Our responsibility is to determine the intent of the Legislature and construe the statute to effectuate the legislative purpose. Sexton v. Mount Olivet Cemetery Ass’n, 720 S.W.2d 129, 137 (Tex.App.1986, writ ref'd n.r.e.). The stated purpose of enacting § 76.007 was to enable Texas to participate in federal matching-grant programs. Tex.Hum.Res.Code Ann. § 76.001 (Supp.1988).

The federal program pertinent to this cause is the Child Support Enforcement Act. 42 U.S.C.A. § 651-62 (West Supp. 1988). The purpose of that act is to enforce the support obligations owed by absent parents to their children. Id. at § 651. As amended in 1984, § 651 of the act emphasizes the need to assure that “assistance in obtaining support will be available ... to all children ... for whom such assistance is requested.” Id. at § 651.

Under the Child Support Enforcement Act each state must designate an agency— in this case, the Attorney General of Texas — to administer a statewide child-support plan. Id. at § 654(3). Under the plan a state must seek “to secure support” for any child requesting assistance, if the state wishes to share in federal monies appropriated to enforce child support. Id. at § 654(4)(B).

The Secretary of Health and Human Services of the United States is required to establish standards for the states to follow in insuring the effectiveness of the Child Support Enforcement Act. Id. at § 652(a)(1). Under the heading “Establishment of support obligations,” the Secretary requires each state to “review the support obligation periodically and whenever the ... agency becomes aware of changes in the factors which determine the amount of the support obligation.” 45 C.F.R. § 303.4(c) (1986) (emphasis added).

The implicit purpose of the federal statute is to provide assistance in securing and enforcing adequate child support obligations. The specific words of a statute, no matter how unambiguous they may appear individually, should be construed in view of the context of their use and the legislative purpose of the entire statute. To say otherwise — that the Attorney General may enforce what may be inadequate support obligations but may not seek to make those obligations adequate — undermines the intent of both the state and federal acts to the point of absurdity. This we may not do. Professional Mobile Home Transport v. Railroad Comm’n, 733 S.W.2d 892, 899 (Tex.App.1987, writ ref d n.r.e.). In terms of effectuating the purpose of the state and federal statutes, I see no valid or substantive distinction between seeking to modify what has become —due to changed circumstances — an inadequate support obligation by establishing one which will be adequate, and initially establishing the obligation; nor do I see any distinction between seeking to modify existing inadequate support obligations obtained under the act and those obtained outside it with the assistance of private *945counsel — changed circumstances may render them equally inadequate.

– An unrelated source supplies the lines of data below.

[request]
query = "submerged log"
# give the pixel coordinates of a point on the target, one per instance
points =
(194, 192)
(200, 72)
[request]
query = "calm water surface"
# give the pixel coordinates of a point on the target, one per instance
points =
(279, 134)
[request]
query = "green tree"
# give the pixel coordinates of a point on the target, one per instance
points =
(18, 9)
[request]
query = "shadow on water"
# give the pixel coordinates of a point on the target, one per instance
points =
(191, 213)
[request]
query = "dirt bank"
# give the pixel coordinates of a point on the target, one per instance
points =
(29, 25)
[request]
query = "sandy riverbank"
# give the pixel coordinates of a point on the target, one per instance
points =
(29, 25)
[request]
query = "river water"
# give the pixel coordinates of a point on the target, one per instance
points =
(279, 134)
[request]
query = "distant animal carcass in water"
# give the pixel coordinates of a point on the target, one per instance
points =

I conclude the State must answer requests for assistance to increase inadequate child support obligations in order to continue participating in the federal Child Support Enforcement Act. Because the Legislature indicated the purpose of enacting § 76.007 of the Human Resources Code was to enable Texas to participate in federal programs, the Attorney General may properly represent Williams in this case.

I would reverse the judgment and remand the cause for trial on the merits.